Cross-border flows of investment play an important role in domestic markets as investors become more sophisticated.
In London, where the level and liquidity of foreign investment is higher than in any other European city, foreign buyers accounted for 39% of the £1.95bn office investment market last year, according to Jones Lang Wootton. Prepared to outbid local investors, and often trading among themselves, foreign purchasers had a tangible impact on values and liquidity in the market.
In France last year, foreign purchasers accounted for half of the FFr 3.2bn commercial investment market, according to Bourdais. In the peak year of 1989, they spent over FFr 10bn. UK property companies and US vulture funds were the most prominent buyers in 1995, although German purchasers also made some smaller acquisitions.
Madrid, by comparison, was on the shopping list of UK and US funds throughout last year, with not a single office deal accomplished. Local buyers were simply prepared to pay higher prices and were not put off by the fact that the heralded rental growth failed to materialise.

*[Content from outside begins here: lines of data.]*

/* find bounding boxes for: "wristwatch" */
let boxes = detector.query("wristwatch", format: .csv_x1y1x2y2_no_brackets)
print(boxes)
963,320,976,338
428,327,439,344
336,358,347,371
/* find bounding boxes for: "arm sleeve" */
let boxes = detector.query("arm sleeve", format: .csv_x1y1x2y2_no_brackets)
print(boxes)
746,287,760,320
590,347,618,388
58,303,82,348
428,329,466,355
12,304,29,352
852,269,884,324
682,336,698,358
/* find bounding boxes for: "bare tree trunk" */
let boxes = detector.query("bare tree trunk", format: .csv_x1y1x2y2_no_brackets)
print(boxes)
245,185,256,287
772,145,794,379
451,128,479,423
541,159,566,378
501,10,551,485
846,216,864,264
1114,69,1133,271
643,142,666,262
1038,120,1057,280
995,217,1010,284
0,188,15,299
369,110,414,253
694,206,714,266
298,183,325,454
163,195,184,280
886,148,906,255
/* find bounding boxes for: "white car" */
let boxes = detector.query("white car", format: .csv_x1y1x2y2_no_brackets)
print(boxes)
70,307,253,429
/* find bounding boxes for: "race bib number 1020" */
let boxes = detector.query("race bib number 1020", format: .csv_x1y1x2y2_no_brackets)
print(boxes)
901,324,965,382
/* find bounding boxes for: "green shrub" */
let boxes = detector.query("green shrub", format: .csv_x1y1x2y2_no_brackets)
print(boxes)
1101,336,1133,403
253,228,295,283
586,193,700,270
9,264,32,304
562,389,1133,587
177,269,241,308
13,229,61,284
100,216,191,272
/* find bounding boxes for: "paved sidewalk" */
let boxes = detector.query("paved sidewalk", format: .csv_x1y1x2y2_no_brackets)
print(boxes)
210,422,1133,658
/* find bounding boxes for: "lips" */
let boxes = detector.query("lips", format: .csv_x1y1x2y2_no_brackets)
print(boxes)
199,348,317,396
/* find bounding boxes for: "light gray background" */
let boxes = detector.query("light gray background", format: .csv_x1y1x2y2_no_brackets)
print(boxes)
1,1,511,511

Spanish shopping centres continue to be much in demand by foreign investors, although, again, deals have been thin on the ground. Dutch fund ING confirmed its interest last month, taking a 10% stake in Spanish retail developers Filo.
To track some of these trends, Jones Lang Wootton has carried out a detailed analysis of around 110 transactions in Europe during 1995, representing £2bn of cross-border investment. The firm looked at transactions of Ecu 5m (£3.4m) and above, where the purchaser was non-domestic.
The UK was the largest destination for foreign money, accounting for 52% of the transactions. France came second by a long way, attracting 13% of the £2bn total. The Netherlands, Germany and Belgium were all level at around 8% to 9%, while other European countries accounted for the remaining 9%.
Perhaps not surprisingly, offices made up only 62% of the cross-border market by value of transactions; the higher profile retail deals were scarce last year as local investors in France and Spain work up to the value of these investments. Retail deals only accounted for 6% of the total.
The maturity and transparency of the London office market, its status as a world financial centre, the relatively low UK taxes and the security provided by the 25-year lease are all reasons why London has traditionally dominated, says JLW international investment partner David Seddon.
A quick look at the source of funds confirms these reasons: German buyers accounted for 28% of the total, well ahead of the 7% of Middle Eastern buyers who were the second biggest cross border investors, not including the UK.
The cash-rich German open-ended funds dominate flows of money within Europe. Since 1991, five of the funds have amassed office property worth £1.5bn in central London. Now they are turning their attention to retail, bidding on developments as far afield as Amsterdam and Vienna.
At the end of last year, north American buyers emerged as a major force in the French property market, offering a glimmer of hope to the beleaguered banks. Meanwhile US fund managers are keen to lure European investors across the pond.